Mas mesmo as listas de compras pegam flagrantes delitos, por assim dizer, pouco antes ou logo depois de terem cometido crimes contra o bom senso alimentar. Bom Deus, eu acho, eles dão essas coisas para seus filhos, é quase uma forma de abuso infantil. O problema é que as mães perguntam aos filhos o que gostariam de comer esta noite e, com o mau senso que é natural das crianças, ou dos humanos, as crianças sempre respondem que querem o que quer que seja ruim para elas. E as mães, temendo uma explosão de petulância, imediatamente cumprem. Assim, configura-se uma guerra assimétrica entre mães e filhos: as mães têm todo o poder, mas os filhos têm a mão do chicote.

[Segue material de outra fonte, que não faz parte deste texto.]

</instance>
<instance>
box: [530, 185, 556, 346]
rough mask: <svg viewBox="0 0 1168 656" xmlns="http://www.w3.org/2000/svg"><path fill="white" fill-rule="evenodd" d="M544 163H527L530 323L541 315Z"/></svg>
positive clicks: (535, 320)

Por isso, foi um prazer outro dia pegar uma lista de compras do chão que dizia respeito apenas ao cachorro da pessoa. Que amor incondicional!
Ração para cães
Guloseimas para cães [o acima evidentemente não sendo suficiente} Produtos de higiene e escovas
Brinquedos para cães
Toalhas e sacos de cocô [para quando o cachorro é levado para passear na cidade]
Almofadas para filhotes
Toalhas e cobertores
Folhas de ossos
À medida que a taxa de fertilidade diminui, o número de cães aumenta; e tenho de admitir que, hoje em dia, eu próprio encontro relações com cães mais fáceis do que com humanos, de quase todas as idades. Minha impressão é que as pessoas se tornaram mais difíceis nos últimos anos, mais complexas de uma forma desinteressante, possivelmente por causa do hábito, não de refletir sobre si mesmas, mas de pensar e falar sobre si mesmas. Possivelmente a minha dificuldade faz parte do processo de envelhecimento, que neste caso é meu; mas nunca, ao que parece, tantas pessoas foram tão incompetentes na arte de viver, apesar de todas as vantagens que desfrutaram em suas vidas.
Theodore Dalrymple é médico psiquiatra e escritor. Aproveitando a experiência de anos de trabalho em países como o Zimbábue e a Tanzânia, bem como na cidade de Birmingham, na Inglaterra, onde trabalhou como médico em uma prisão, Dalrymple escreve sobre cultura, arte, política, educação e medicina.